Sie mustert mich aus verengten Augen, schaut verlegen auf ihre schwarzen Schuhe.
„Ich…", sie weiß nicht weiter, zupft an ihrem roten Kleid, den langen Schlaufen.
„Es ist Han, nicht wahr?"
Ich stelle die Frage vorsichtig, weiß, welch Emotionen, sowohl negative als auch positive, dieser Name in ihr regen kann.
Sie nickt langsam, bedächtig, und urplötzlich, ohne Vorwarnung oder Anmerkung, springt sie in meine Arme, drückt sich an meine Brust.
„Ich weiß doch auch nicht…", murmelt sie gegen mein weißes Hemd.
„Erst kommen wir so gut miteinander aus, und dann…. Dann gibt es immer diese hässlichen Streitereien, bei denen ich nachher nie weiß, worum es nun eigentlich ging…"
Ich streichle ihr über den Rücken, führe sie in mein Zimmer, setzte mich mit ihr auf mein hartes Bett, halte sie weiterhin in den Armen.

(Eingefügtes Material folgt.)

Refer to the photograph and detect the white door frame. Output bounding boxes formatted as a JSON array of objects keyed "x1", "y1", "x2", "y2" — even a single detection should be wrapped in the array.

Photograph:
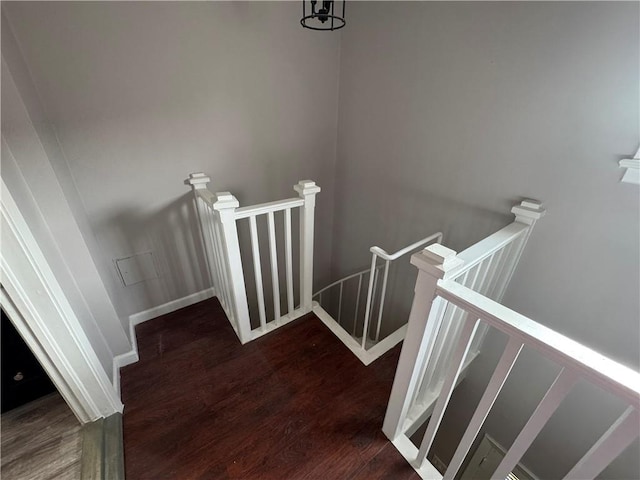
[{"x1": 0, "y1": 181, "x2": 124, "y2": 423}]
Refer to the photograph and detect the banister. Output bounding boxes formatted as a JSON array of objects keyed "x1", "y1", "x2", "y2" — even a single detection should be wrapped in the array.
[
  {"x1": 451, "y1": 222, "x2": 530, "y2": 278},
  {"x1": 436, "y1": 280, "x2": 640, "y2": 408},
  {"x1": 369, "y1": 232, "x2": 442, "y2": 261},
  {"x1": 235, "y1": 198, "x2": 304, "y2": 220},
  {"x1": 313, "y1": 264, "x2": 383, "y2": 298}
]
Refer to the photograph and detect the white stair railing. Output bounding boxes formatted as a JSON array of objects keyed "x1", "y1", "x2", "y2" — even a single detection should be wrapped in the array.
[
  {"x1": 187, "y1": 173, "x2": 320, "y2": 344},
  {"x1": 383, "y1": 245, "x2": 640, "y2": 480},
  {"x1": 401, "y1": 200, "x2": 545, "y2": 436},
  {"x1": 313, "y1": 232, "x2": 442, "y2": 365}
]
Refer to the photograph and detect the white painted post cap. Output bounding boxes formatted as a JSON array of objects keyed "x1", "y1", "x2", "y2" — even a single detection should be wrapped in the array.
[
  {"x1": 511, "y1": 198, "x2": 547, "y2": 221},
  {"x1": 293, "y1": 180, "x2": 321, "y2": 195},
  {"x1": 184, "y1": 172, "x2": 211, "y2": 190}
]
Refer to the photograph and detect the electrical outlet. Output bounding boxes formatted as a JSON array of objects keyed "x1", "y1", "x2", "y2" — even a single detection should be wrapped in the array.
[{"x1": 431, "y1": 455, "x2": 447, "y2": 475}]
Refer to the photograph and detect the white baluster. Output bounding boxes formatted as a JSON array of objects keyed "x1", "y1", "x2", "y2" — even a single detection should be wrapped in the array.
[
  {"x1": 564, "y1": 407, "x2": 640, "y2": 480},
  {"x1": 444, "y1": 338, "x2": 524, "y2": 480},
  {"x1": 186, "y1": 173, "x2": 219, "y2": 295},
  {"x1": 491, "y1": 368, "x2": 578, "y2": 480},
  {"x1": 376, "y1": 260, "x2": 390, "y2": 342},
  {"x1": 361, "y1": 253, "x2": 378, "y2": 348},
  {"x1": 267, "y1": 212, "x2": 280, "y2": 320},
  {"x1": 351, "y1": 274, "x2": 364, "y2": 337},
  {"x1": 293, "y1": 180, "x2": 320, "y2": 313},
  {"x1": 249, "y1": 215, "x2": 267, "y2": 328},
  {"x1": 284, "y1": 208, "x2": 293, "y2": 315}
]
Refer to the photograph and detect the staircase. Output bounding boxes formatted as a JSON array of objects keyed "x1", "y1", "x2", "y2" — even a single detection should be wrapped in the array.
[{"x1": 186, "y1": 173, "x2": 640, "y2": 480}]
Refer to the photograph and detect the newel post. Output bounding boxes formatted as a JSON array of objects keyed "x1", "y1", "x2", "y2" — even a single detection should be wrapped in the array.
[
  {"x1": 185, "y1": 172, "x2": 211, "y2": 194},
  {"x1": 185, "y1": 172, "x2": 215, "y2": 288},
  {"x1": 511, "y1": 199, "x2": 547, "y2": 231},
  {"x1": 213, "y1": 192, "x2": 251, "y2": 344},
  {"x1": 293, "y1": 180, "x2": 320, "y2": 313},
  {"x1": 382, "y1": 243, "x2": 464, "y2": 440}
]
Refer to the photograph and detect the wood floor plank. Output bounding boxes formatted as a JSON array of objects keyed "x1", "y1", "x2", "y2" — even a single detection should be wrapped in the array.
[
  {"x1": 121, "y1": 299, "x2": 408, "y2": 480},
  {"x1": 0, "y1": 393, "x2": 82, "y2": 480}
]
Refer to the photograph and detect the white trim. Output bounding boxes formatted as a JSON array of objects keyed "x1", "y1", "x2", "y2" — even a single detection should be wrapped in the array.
[
  {"x1": 129, "y1": 288, "x2": 216, "y2": 326},
  {"x1": 249, "y1": 308, "x2": 309, "y2": 343},
  {"x1": 0, "y1": 181, "x2": 123, "y2": 423},
  {"x1": 619, "y1": 148, "x2": 640, "y2": 185},
  {"x1": 313, "y1": 302, "x2": 407, "y2": 365},
  {"x1": 113, "y1": 288, "x2": 216, "y2": 396}
]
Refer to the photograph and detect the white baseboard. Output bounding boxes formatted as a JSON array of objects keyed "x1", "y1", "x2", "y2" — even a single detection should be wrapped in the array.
[
  {"x1": 113, "y1": 288, "x2": 215, "y2": 397},
  {"x1": 129, "y1": 288, "x2": 216, "y2": 325}
]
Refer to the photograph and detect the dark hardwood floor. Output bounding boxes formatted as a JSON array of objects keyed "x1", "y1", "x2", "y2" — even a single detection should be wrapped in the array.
[{"x1": 122, "y1": 299, "x2": 419, "y2": 480}]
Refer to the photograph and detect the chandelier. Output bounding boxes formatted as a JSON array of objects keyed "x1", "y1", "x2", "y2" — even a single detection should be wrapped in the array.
[{"x1": 300, "y1": 0, "x2": 346, "y2": 30}]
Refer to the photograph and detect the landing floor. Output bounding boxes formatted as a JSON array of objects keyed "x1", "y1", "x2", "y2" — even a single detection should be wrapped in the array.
[
  {"x1": 0, "y1": 393, "x2": 82, "y2": 480},
  {"x1": 122, "y1": 299, "x2": 419, "y2": 480}
]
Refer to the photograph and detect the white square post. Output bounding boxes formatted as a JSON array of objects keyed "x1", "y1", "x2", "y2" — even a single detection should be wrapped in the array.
[
  {"x1": 293, "y1": 180, "x2": 320, "y2": 313},
  {"x1": 213, "y1": 192, "x2": 251, "y2": 344},
  {"x1": 382, "y1": 243, "x2": 463, "y2": 441}
]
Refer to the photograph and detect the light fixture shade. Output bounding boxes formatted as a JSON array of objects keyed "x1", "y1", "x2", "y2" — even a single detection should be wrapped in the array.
[{"x1": 300, "y1": 0, "x2": 346, "y2": 30}]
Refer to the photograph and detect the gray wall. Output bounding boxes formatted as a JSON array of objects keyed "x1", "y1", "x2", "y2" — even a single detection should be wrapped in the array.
[
  {"x1": 3, "y1": 2, "x2": 340, "y2": 322},
  {"x1": 333, "y1": 2, "x2": 640, "y2": 478}
]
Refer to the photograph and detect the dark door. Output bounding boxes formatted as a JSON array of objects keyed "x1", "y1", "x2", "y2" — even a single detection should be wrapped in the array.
[{"x1": 0, "y1": 310, "x2": 56, "y2": 412}]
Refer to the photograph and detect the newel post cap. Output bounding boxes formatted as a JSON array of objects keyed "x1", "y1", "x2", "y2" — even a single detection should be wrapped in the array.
[
  {"x1": 213, "y1": 192, "x2": 240, "y2": 210},
  {"x1": 293, "y1": 180, "x2": 321, "y2": 197},
  {"x1": 511, "y1": 199, "x2": 547, "y2": 225},
  {"x1": 184, "y1": 172, "x2": 211, "y2": 190},
  {"x1": 411, "y1": 243, "x2": 464, "y2": 278}
]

Schon komisch, dass mit meiner Erkenntnis die Streitereien nicht ein bisschen weniger werden…
Doch solch Situationen habe ich schon oft hinter mir gebracht, werde ich auch in Zukunft noch öfter hinter mir bringen müssen.
Seit einigen Monaten vergehen diese Situationen beinahe routinemäßig, immer nach gleichem Ablauf.
Bald wird Han anklopfen, in keinem besseren Zustand als Leia selbst, wird nach Leia fragen und dann sitzen wir schon schnell alle drei zusammen auf meinem kleinen Bett, wieder lachend und erleichtert.
Und bis dahin werde ich Leia halten, meine neue Erkenntnis immer noch vor meinem geistigen Auge, ein Lächeln auf dem Gesicht.
Denn letztendlich ist es doch viel schöner, jemanden zu halten, der deine eigenen Gefühle erwidert, so, wie auch du sie empfindest.
Nicht Liebe, sondern Freundschaft.
Freundschaft, die ebenso kostbar und unendlich schön ist, wie die Liebe selbst.